Sucede, sin embargo, que niños y mayores -fundamentalmente, estos últimos- parecen haber tomado la determinación de que el móvil ha dejado de ser un objeto de consumo personal para convertirse en una prolongación de la tele de casa, en un cineclub abierto a debate. Sucede que está usted en la consulta del dentista, pongamos un lugar desagradable, y aparece ese sujeto (o esa dama) que considera que todos tenemos que saber cómo ha comido la niña, el resultado de la Copa del Rey, contemplar a Rosalía brincando en los Brits. Y ahí tiene usted a la gente poniendo cara de querer asesinar al televidente, con semblantes de resignación y pena, por su condición de jartible y maleducado.

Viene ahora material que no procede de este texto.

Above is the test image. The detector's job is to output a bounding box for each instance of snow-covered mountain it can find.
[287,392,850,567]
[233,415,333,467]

Quiera usted o no, en esos instantes de recogimiento tan gratos para la lectura, ahí tiene usted a la señora metida en años divulgando la receta de las albóndigas, el producto necesario para retirar la cal de los azulejos, el vídeo sobre la expansión del universo o el paso de tal cofradía por tal esquina. El indudable interés de ese material, sumado al potente sistema Dolby del telefonillo, hace que ese caballero comparta sus intereses con medio mundo. Cómo hemos estado todo este tiempo sin saber dónde comerse los mejores flamenquines, sin esos creadores de contenido. Porque el botón de bajar volumen, de ser para sí, no parece ser una opción. Se ha llegado a la norma universal de estos tiempos que, puestos a molestar, molestemos.
Se le vaya a ocurrir pedirle a esa buena señora que reduzca los decibelios, que hasta las gónadas nos encontramos del estado de salud de su bloque. Y la mala fama siempre la carga la chavalería cuando las viejas con móvil, ay, son las peores. Ahí tiene usted al abuelo, a la abuela, que se pone a voz en grito la última majarada, la conspiración más inefable, con cara de mosqueo si se le pide contención, mesura, un poco de caridad cristiana. No se le ocurra expresarle de forma sosegada que está usted harto de escuchar tonterías y pegos, que estará invadiendo su espacio vital y menoscabando sus derechos.
Pues sepa usted que esa gente que lleva el móvil a todo trapo en cualquier circunstancia, consumidores infatigables de las más acreditadas tonterías, también vota.